Öteki denizlerde yüzmek

Hiçbir yorgana sığamazsınız. Hiçbir kâğıda da. Fazla gelir, eksik kalır, tam oturmaz hiç. Bir şeyler ekleyemezsiniz, bir gram bir santim çıkaramazsınız. Hiçbir çerçeveye olmaz resminiz. Hep askıda. Eksik ya da fazla.

Öteki denizlerde yüzmek

Kahraman ÇAYIRLI
İstanbul

Hiçbir yorgana sığamazsınız. Hiçbir kâğıda da. Fazla gelir, eksik kalır, tam oturmaz hiç. Bir şeyler ekleyemezsiniz, bir gram bir santim çıkaramazsınız. Hiçbir çerçeveye olmaz resminiz. Hep askıda. Eksik ya da fazla. Onların oyunlarına giremezsiniz, onların maskesi olmaz size. Bir yeriniz hep bulaşık. Gözünüzün azı eğreti. Onların yollarında yürüyemezsiniz. Yırtılamazsınız da. Hep bir ipin ucunda, hep bir balerinin kıyısında. Onların ışıkları sizi aydınlatmaz hiç. Apartman boşluklarından çıkamazsınız. Kolon arkalarından. İğnelere basa basa. Eksile eksile. Onların köprülerinden geçememek, onların dansına, ritmine uyamamak, onların oksijenini içine çekememek. Tam da bu yüzden kendi bambaşka yolunu, köprüsünü, dansını yaratır Şahin Kaygun. Sınır, çerçeve sarsarak, yapı bozarak, bilinçaltı denklemlerini ters çevirerek, onların suyunda yüzmez.

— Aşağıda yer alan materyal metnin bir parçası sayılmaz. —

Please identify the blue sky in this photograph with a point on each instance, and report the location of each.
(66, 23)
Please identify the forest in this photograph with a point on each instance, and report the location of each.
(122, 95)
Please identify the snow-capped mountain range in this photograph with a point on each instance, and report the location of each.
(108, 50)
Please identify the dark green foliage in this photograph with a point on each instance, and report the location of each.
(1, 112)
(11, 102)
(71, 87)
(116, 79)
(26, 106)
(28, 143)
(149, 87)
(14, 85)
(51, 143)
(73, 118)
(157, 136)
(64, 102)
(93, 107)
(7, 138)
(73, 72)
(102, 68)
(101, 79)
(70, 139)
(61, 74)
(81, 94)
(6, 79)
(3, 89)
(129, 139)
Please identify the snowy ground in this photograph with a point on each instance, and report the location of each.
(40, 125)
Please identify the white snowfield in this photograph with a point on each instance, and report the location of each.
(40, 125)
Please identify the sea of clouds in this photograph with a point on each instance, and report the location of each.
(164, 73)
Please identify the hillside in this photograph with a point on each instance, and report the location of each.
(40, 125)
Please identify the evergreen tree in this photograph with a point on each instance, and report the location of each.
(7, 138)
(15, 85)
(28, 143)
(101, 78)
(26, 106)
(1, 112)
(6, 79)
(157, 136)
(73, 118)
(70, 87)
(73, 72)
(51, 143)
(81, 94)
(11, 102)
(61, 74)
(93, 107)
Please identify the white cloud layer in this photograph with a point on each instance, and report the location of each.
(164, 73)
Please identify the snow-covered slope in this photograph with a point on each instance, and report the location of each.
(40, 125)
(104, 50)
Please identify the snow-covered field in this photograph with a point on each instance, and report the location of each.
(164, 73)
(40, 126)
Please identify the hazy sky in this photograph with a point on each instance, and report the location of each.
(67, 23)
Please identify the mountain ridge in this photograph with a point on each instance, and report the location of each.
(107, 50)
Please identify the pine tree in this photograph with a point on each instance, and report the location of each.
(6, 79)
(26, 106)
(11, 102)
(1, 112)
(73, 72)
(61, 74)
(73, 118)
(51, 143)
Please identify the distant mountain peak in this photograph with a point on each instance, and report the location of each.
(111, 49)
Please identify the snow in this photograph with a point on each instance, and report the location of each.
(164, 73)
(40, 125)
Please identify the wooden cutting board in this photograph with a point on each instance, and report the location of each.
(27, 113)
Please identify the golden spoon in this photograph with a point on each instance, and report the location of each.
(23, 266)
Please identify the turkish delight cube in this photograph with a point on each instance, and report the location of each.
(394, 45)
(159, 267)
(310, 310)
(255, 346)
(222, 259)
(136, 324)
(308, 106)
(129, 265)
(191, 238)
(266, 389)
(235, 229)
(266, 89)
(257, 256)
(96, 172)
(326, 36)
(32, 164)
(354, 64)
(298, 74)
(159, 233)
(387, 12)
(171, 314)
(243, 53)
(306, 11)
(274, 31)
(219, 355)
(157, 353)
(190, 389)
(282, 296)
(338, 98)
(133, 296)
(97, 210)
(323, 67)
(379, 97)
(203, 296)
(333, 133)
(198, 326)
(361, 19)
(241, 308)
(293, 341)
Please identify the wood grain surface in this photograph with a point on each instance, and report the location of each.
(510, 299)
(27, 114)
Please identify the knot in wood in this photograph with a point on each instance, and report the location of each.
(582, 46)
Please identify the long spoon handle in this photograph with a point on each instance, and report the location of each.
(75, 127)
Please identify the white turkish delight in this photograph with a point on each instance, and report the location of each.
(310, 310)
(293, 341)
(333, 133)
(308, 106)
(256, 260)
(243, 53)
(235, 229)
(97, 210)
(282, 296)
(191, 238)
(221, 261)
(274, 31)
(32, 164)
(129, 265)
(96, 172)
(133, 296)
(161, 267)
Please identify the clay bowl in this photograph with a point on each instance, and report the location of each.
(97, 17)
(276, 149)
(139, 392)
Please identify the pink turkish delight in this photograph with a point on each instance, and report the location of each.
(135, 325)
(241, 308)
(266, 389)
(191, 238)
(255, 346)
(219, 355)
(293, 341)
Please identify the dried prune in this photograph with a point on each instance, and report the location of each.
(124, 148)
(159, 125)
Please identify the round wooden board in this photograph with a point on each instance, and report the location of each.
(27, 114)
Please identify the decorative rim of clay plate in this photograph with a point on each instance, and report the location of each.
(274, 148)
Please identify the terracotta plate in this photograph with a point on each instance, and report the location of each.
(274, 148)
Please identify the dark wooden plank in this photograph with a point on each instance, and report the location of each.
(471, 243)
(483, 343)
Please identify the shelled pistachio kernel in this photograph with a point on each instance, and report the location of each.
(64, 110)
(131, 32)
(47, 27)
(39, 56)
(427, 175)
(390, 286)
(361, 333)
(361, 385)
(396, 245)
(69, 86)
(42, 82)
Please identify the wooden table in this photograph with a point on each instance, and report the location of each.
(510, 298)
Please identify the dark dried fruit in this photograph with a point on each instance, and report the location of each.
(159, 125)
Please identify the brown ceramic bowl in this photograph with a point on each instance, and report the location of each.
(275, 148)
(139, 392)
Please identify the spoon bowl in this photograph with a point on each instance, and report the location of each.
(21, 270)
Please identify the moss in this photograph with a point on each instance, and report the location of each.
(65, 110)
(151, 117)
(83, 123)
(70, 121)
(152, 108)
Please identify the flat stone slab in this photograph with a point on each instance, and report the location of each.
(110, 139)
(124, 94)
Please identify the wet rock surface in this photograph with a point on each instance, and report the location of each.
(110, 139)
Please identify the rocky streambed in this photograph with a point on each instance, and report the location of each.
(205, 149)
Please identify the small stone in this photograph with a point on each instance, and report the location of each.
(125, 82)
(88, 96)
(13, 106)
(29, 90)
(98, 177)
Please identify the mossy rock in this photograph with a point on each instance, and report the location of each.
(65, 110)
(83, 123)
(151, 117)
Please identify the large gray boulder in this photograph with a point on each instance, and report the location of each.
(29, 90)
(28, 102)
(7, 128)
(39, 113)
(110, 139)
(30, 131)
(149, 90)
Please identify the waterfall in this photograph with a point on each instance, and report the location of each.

'BEN FOTOĞRAF ÇEKMİYORUM, FOTOĞRAF YAPIYORUM'

Kendi ayak izleriyle yürüdü, Kaygun. Kendi topraklarını yaratıp orada yaşadı, üretti. Kırk bir yıllık (1951-1992) kısa ömründe, fotoğraf ve resim arasında bir yolculuktu yaptığı. İstanbul Modern’de 15 Şubat 2015’e kadar görülebilecek kapsamlı sergisi, sanatçının önemli işlerini bir araya getiriyor. “Ben fotoğraf çekmiyorum, fotoğraf yapıyorum” demesi boşuna değil. Özellikle polaroid işlerinde, 1980’lerdeki sanat ortamı düşünüldüğünde, Kaygun’un cesareti, çığır açıcılığı daha da belirginleşiyor. Karışık malzemeler kullanarak, farklı yöntemlerle, diğer sanatlarla olan kuvvetli komşuluğunun da katkısıyla Şahin Kaygun’un işleri özgürleşiyor.

SERGİDE DUL BİR KADIN’IN JENERİĞİNİ DE DİNLENEBİLİR

Grafiği, resmi ve sinematografik unsurları fotoğraflarında bir araya getiren Kaygun, Afife Jale (1987) ve Dolunay (1988) filmleri ile üslubunu sinemada da görünür kılar. Dolunay, başta Cannes olmak üzere çeşitli uluslar arası festivallerde gösterilir. Anayurt Oteli için Ömer Kavur’a, Dul Bir Kadın, Adı Vasfiye ve Ah Belinda filmleri için Atıf Yılmaz’a sanat yönetmenliği yapan Kaygun’un imzası ismi geçen filmlerde hissedilir. İstanbul Modern’deki sergide Dolunay filminin tamamı ve Dul Bir Kadın’ın jeneriği izlenebilir.     
Sanatçının işlerinin çoğunun “isimsiz” olması tesadüf değil. İsimlendirmek, sınırlandırmaktır; yaşayan bir nesneyi soğutup dondurmaktır. Kaygun’un ürünleri, hayat gibi sanatın da çerçevelerden kurtulabildikçe nefes alabileceğinin göstergesi. Ancak bu şekilde kanatlanabilineceğinin. Şahin Kaygun onlarla yüzmedi. İyi ki.